Les quatre problèmes majeurs
de notre histoire réglés en 1850
Les années 1847, 1848 et 1849 sont des années bien remplies dans notre histoire. Pour le Canada-Anglais, les idées se précisent sous l’autorité impériale de lord Elgin. La tâche n’a pas été facile à accomplir pour le gouverneur. Quant aux Canadiens-Français, ils ont été mystifiés dans leur désir de collaboration en croyant vivre collectivement d’égal à égal avec le Canada-Anglais.
Ce rêve d’égalité se poursuit encore dans l’imaginaire presque morbide des Québécois-Français d’aujourd’hui. Il empoisonne inconsciemment tout le discours souverainiste. Par exemple, Daniel Turp fait partie, espérons-le, de la dernière génération des indépendantistes-optimistes tandis que Stéphane Dion représente celle des fédéralistes-optimistes.

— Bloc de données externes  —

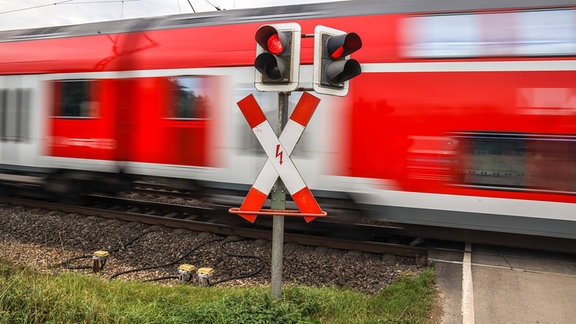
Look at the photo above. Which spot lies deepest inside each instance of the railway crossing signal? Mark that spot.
(277, 66)
(333, 67)
(279, 163)
(277, 57)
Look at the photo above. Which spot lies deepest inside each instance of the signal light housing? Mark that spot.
(333, 67)
(277, 60)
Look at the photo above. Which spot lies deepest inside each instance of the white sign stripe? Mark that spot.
(289, 138)
(279, 158)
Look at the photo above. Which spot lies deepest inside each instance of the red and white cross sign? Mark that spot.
(279, 163)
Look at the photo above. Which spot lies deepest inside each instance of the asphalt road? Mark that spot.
(487, 284)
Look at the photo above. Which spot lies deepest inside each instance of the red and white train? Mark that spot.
(464, 115)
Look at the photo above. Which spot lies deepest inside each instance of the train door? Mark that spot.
(16, 145)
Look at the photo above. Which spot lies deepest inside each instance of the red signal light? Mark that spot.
(337, 53)
(275, 44)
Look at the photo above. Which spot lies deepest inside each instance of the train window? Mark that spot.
(436, 37)
(14, 114)
(548, 32)
(519, 162)
(523, 33)
(75, 98)
(188, 99)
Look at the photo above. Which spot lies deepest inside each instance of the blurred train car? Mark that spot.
(464, 115)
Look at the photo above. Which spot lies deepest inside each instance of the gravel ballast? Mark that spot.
(44, 240)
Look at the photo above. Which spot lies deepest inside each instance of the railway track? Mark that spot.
(218, 221)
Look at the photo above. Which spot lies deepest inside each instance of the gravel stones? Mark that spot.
(44, 239)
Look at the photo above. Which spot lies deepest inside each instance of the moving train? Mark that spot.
(464, 115)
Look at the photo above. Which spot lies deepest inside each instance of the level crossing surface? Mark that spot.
(488, 284)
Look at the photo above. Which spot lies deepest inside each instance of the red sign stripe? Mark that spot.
(305, 109)
(255, 199)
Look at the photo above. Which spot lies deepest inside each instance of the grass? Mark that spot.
(29, 297)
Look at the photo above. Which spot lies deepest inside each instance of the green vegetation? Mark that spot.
(29, 297)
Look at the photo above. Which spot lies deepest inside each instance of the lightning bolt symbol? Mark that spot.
(279, 153)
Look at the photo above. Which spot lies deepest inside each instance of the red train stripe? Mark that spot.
(251, 111)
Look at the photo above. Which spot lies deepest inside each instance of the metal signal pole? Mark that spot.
(279, 202)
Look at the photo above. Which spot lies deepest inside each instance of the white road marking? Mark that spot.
(467, 287)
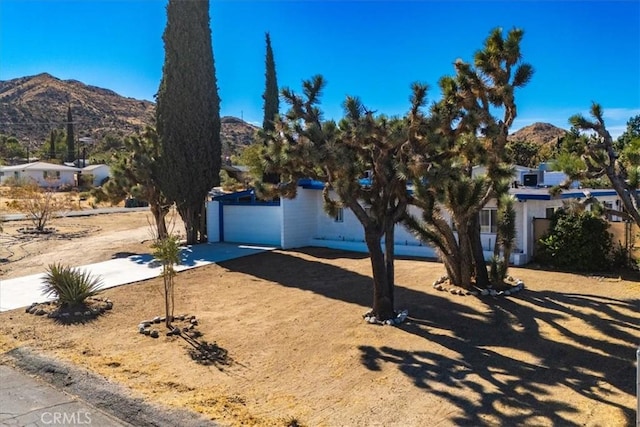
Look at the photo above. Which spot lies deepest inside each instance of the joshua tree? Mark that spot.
(460, 133)
(304, 146)
(188, 115)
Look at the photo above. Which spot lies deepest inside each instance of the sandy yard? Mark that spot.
(291, 345)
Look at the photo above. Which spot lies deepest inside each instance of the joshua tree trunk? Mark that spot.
(482, 277)
(382, 289)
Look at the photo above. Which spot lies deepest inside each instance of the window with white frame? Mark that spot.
(51, 174)
(489, 220)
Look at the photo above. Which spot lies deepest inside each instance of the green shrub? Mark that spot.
(577, 241)
(70, 286)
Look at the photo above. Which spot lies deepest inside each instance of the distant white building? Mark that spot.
(100, 172)
(44, 174)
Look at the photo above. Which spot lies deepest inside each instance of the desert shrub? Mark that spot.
(98, 194)
(577, 241)
(70, 286)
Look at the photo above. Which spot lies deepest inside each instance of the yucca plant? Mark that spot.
(70, 286)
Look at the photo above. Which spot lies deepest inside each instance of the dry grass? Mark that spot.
(560, 353)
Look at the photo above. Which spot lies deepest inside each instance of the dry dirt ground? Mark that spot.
(289, 344)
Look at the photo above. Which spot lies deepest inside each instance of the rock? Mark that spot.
(402, 316)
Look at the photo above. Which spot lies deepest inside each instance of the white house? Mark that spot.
(45, 174)
(241, 218)
(100, 172)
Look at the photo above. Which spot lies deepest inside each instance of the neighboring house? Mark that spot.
(100, 172)
(45, 174)
(291, 223)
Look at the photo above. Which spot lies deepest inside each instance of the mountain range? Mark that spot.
(30, 107)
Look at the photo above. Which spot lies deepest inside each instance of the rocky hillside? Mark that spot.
(538, 133)
(30, 107)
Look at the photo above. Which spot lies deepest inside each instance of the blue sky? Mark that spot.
(582, 51)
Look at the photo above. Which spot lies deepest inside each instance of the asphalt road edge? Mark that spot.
(106, 396)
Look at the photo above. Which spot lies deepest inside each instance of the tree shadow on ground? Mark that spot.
(206, 353)
(512, 389)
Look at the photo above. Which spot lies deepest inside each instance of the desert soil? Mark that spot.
(290, 344)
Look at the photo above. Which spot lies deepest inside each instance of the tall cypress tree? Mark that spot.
(52, 144)
(188, 115)
(270, 96)
(70, 137)
(271, 101)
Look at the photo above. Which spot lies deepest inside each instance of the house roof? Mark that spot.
(523, 194)
(94, 167)
(39, 166)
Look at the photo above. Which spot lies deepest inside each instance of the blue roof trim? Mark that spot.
(246, 197)
(311, 184)
(573, 194)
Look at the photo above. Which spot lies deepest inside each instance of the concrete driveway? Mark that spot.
(22, 291)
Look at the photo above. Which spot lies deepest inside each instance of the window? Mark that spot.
(51, 174)
(489, 220)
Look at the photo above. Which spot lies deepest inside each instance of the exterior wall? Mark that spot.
(303, 222)
(99, 172)
(252, 224)
(66, 177)
(299, 218)
(213, 221)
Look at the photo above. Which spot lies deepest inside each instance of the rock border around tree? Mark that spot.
(518, 285)
(189, 323)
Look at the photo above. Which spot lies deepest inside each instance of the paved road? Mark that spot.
(27, 401)
(86, 212)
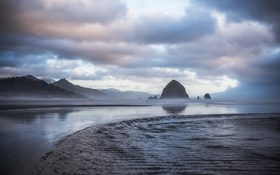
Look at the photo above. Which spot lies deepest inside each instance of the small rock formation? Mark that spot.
(153, 98)
(207, 97)
(174, 89)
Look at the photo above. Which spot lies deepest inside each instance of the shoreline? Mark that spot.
(88, 141)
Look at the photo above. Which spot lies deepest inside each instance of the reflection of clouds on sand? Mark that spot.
(214, 144)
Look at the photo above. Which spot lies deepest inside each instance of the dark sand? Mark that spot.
(199, 144)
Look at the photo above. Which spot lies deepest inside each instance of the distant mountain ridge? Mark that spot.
(88, 92)
(30, 86)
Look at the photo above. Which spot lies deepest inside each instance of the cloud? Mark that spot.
(166, 29)
(214, 46)
(259, 10)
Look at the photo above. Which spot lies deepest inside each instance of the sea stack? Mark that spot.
(174, 89)
(207, 97)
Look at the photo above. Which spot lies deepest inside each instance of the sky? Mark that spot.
(209, 46)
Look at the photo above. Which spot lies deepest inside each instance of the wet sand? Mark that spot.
(196, 144)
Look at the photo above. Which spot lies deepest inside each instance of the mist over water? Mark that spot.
(27, 134)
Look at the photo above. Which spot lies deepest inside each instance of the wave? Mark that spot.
(206, 144)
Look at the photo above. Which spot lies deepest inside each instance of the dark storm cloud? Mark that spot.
(260, 10)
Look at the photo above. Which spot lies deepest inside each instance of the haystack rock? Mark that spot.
(207, 96)
(174, 89)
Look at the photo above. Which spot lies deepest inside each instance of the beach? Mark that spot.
(174, 144)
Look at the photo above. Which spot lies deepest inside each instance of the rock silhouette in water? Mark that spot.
(207, 97)
(174, 89)
(153, 98)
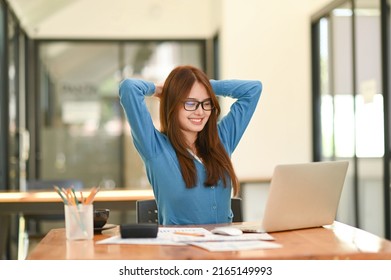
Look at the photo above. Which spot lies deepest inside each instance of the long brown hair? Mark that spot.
(209, 147)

On ne voit pas jusqu’à quel point l’esprit des Québécois est devenu complètement tordu sur la question nationale qui les concerne collectivement. Tout un peuple a peine à croire qu’il peut se tromper. Son imaginaire ou autrement dit, son univers mental constitué de représentations variées, a remplacé la réalité. Il la fabrique même selon les circonstances ; il s’adapte pour se contempler dans ses rêves. La prise de conscience n’a pas encore eu lieu. Nous dérivons sans le savoir.

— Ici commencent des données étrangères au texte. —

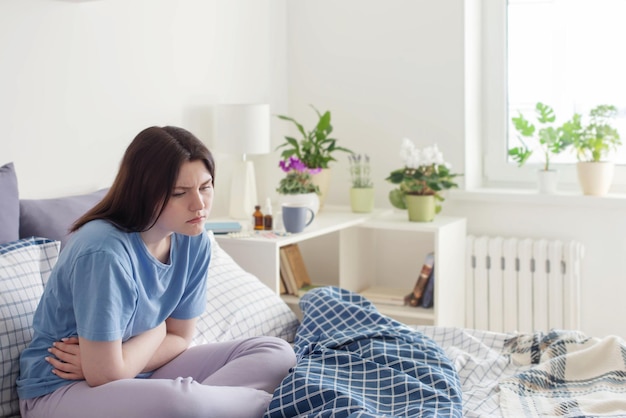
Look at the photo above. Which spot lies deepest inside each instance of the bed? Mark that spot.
(352, 360)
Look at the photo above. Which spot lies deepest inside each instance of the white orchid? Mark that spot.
(425, 172)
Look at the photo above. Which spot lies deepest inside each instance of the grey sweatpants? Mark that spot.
(220, 380)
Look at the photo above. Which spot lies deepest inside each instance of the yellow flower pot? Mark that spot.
(362, 199)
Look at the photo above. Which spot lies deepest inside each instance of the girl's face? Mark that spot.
(190, 203)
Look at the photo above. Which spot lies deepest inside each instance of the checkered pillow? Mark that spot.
(24, 268)
(239, 305)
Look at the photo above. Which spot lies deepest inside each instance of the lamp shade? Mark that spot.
(242, 128)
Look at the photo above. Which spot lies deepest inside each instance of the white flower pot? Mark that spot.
(547, 181)
(595, 177)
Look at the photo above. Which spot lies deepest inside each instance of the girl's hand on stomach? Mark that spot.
(66, 360)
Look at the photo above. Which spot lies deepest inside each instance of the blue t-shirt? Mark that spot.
(107, 286)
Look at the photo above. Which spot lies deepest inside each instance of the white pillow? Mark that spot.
(24, 268)
(239, 305)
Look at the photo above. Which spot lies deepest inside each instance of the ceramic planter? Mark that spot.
(362, 199)
(595, 177)
(420, 208)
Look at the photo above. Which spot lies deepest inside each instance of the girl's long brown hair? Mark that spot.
(146, 178)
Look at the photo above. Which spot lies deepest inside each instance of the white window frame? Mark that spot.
(498, 172)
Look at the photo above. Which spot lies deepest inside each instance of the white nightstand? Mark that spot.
(378, 249)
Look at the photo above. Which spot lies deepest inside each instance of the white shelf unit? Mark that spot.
(380, 248)
(388, 250)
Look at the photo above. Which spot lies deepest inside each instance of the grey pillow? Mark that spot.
(9, 204)
(52, 218)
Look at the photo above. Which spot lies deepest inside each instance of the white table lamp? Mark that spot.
(243, 129)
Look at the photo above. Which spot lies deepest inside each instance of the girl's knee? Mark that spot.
(280, 348)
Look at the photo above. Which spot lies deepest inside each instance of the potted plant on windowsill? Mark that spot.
(297, 186)
(593, 143)
(315, 149)
(549, 138)
(420, 182)
(362, 190)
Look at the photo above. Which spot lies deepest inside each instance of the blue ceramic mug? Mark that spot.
(296, 217)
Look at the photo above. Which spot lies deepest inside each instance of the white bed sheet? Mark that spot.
(480, 362)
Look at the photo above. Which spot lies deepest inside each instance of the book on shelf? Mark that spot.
(298, 268)
(415, 297)
(385, 295)
(429, 291)
(287, 274)
(293, 271)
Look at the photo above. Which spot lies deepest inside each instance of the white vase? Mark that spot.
(547, 181)
(595, 177)
(310, 200)
(322, 180)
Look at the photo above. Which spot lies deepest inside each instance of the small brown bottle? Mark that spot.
(258, 218)
(267, 219)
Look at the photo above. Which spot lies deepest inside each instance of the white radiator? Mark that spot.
(521, 284)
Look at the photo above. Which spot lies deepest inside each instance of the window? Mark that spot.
(568, 54)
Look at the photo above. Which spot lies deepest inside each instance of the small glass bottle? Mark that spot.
(267, 219)
(258, 218)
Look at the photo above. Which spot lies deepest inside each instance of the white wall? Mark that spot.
(79, 79)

Nous sommes conscient que ce que nous venons de dire est insupportable. Mais alors, quand parviendrons-nous à mettre fin à tous les actes d’intimidation dont notre collectivité nationale québécoise est et a été systématiquement la victime ? Quand voudrons-nous une bonne fois pour toutes mettre fin à cette mise en œuvre des menaces du peuple conquérant et dominateur pour créer entre nous l’appréhension ou, en d’autres termes, la crainte plus ou moins bien définie que l’on éprouve au sujet de notre avenir ? Les pleutres se multiplient comme des lapins. Au premier bruit de bottes, ils s’énervent, s’agitent, s’indignent ou se taisent. Ils rentrent dans le rang à la satisfaction de celui qui maîtrise tout le champ de l’espace public ou, au contraire, ils deviennent volubiles en débitant les âneries de l’idéologie traditionnelle fédéraliste. Une vieille idéologie qui imagine que « ce pays nous appartient » comme l’a cru dur comme fer Pierre Elliott Trudeau et d’autres avant lui et comme le croiront d’autres après lui.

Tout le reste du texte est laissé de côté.